Interactive Spark Job with Python
Below is an example of how to configure an interactive Spark job in Python using the ilum library:
-
Spark Image Setup
a) Use a Docker image from DockerHub
Each Spark image we provide on DockerHub already has the necessary components built in.b) Install the
ilum
package
If, for any reason, your Docker image does not include theilum
package or if you build your own custom image, you can install it (either within the container or locally) by running:pip install ilum
-
Job Structure in
ilum
The Spark job logic is encapsulated in a class that extends IlumJob, particularly within its run method
from ilum.api import IlumJob
class PythonSparkExample(IlumJob):
def run(self, spark, config):
# Job logic here
Simple interactive spark pi example:
from random import random
from operator import add
from ilum.api import IlumJob
class SparkPiInteractiveExample(IlumJob):
def run(self, spark, config):
partitions = int(config.get('partitions', '5'))
n = 100000 * partitions
def is_inside_unit_circle(_: int) -> float:
x = random() * 2 - 1
y = random() * 2 - 1
return 1.0 if x ** 2 + y ** 2 <= 1 else 0.0
count = (
spark.sparkContext.parallelize(range(1, n + 1), partitions)
.map(is_inside_unit_circle)
.reduce(add)
)
pi_approx = 4.0 * count / n
return f"Pi is roughly {pi_approx}"
You can find a similar example on GitHub.
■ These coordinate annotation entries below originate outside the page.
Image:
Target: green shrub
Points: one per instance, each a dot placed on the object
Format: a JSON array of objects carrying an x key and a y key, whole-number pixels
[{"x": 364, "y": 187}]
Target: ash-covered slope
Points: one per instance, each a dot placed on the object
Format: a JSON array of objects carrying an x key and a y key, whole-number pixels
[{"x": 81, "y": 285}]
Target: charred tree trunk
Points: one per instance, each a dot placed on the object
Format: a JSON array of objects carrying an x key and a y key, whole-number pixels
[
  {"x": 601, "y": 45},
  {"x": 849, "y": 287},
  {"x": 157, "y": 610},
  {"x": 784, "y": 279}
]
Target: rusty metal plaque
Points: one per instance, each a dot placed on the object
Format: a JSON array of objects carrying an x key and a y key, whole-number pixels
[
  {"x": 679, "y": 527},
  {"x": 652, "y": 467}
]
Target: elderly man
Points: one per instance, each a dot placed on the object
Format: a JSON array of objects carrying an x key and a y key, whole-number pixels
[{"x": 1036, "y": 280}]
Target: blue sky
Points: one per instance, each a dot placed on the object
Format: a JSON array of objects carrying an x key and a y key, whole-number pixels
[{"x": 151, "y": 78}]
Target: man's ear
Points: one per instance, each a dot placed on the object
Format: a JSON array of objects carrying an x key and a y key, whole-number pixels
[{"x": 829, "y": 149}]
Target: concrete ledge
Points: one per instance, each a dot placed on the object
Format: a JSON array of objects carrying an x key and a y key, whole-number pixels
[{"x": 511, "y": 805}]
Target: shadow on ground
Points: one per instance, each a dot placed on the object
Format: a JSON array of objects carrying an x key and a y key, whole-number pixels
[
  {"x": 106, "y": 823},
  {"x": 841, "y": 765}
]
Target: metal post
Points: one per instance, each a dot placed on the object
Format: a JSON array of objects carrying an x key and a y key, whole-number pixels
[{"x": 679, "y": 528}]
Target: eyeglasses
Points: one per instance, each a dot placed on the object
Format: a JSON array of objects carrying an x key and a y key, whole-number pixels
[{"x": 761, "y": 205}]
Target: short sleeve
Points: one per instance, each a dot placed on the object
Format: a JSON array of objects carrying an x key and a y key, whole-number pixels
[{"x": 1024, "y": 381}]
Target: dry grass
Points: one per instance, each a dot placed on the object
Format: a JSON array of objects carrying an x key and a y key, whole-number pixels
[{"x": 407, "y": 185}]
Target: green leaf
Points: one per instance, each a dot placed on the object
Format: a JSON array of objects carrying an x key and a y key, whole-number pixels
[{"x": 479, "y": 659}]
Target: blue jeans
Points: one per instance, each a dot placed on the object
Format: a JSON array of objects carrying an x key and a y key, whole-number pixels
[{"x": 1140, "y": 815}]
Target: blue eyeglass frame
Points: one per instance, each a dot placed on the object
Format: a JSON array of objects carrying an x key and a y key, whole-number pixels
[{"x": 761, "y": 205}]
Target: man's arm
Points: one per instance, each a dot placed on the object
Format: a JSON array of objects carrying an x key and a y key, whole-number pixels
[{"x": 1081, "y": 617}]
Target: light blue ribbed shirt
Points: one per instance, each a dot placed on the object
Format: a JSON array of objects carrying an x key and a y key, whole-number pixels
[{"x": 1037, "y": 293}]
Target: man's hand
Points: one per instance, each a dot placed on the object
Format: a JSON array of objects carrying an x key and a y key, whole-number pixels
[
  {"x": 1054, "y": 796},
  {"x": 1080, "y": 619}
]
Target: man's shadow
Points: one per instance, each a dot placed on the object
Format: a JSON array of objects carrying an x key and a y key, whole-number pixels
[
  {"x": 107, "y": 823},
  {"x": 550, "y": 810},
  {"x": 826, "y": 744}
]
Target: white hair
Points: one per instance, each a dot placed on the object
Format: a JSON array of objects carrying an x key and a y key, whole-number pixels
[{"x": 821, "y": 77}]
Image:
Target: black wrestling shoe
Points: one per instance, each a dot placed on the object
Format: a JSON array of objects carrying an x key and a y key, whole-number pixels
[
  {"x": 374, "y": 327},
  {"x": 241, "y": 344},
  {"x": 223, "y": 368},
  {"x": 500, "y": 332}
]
Submitting an Interactive Spark Job on UI
After creating a file that contains your Spark code, you will need to submit it to Ilum. Here's how you can do it:
Open Ilum UI in your browser and create a new service:
In the General
tab put a name of a service
In the Memory
tab choose a cluster and set up your memory settings
In the Resource
tab upload your spark file
Press Submit to apply your changes, and Ilum will automatically create a Spark driver pod. You can adjust the number of Spark executor pods by scaling them as needed.
Next, go to the Workloads section to locate your job. By clicking on its name, you can access its detailed view. Once the Spark container is ready, you can run the job by specifying the filename.classname
and defining any optional parameters in JSON format.
Now we have to put filename.classname
in the Class filed:
Ilum_interactive_spark_pi.SparkPiInteractiveExample
and define the slices parameter in JSON format:
{
"partitions": 5
}
The first requests might take few seconds because of initialization phase, each another will be immediate.
By following these steps, you can submit and run interactive Spark jobs using Ilum. This functionality provides real-time data processing, enhances user interactivity, and reduces the time spent waiting for results.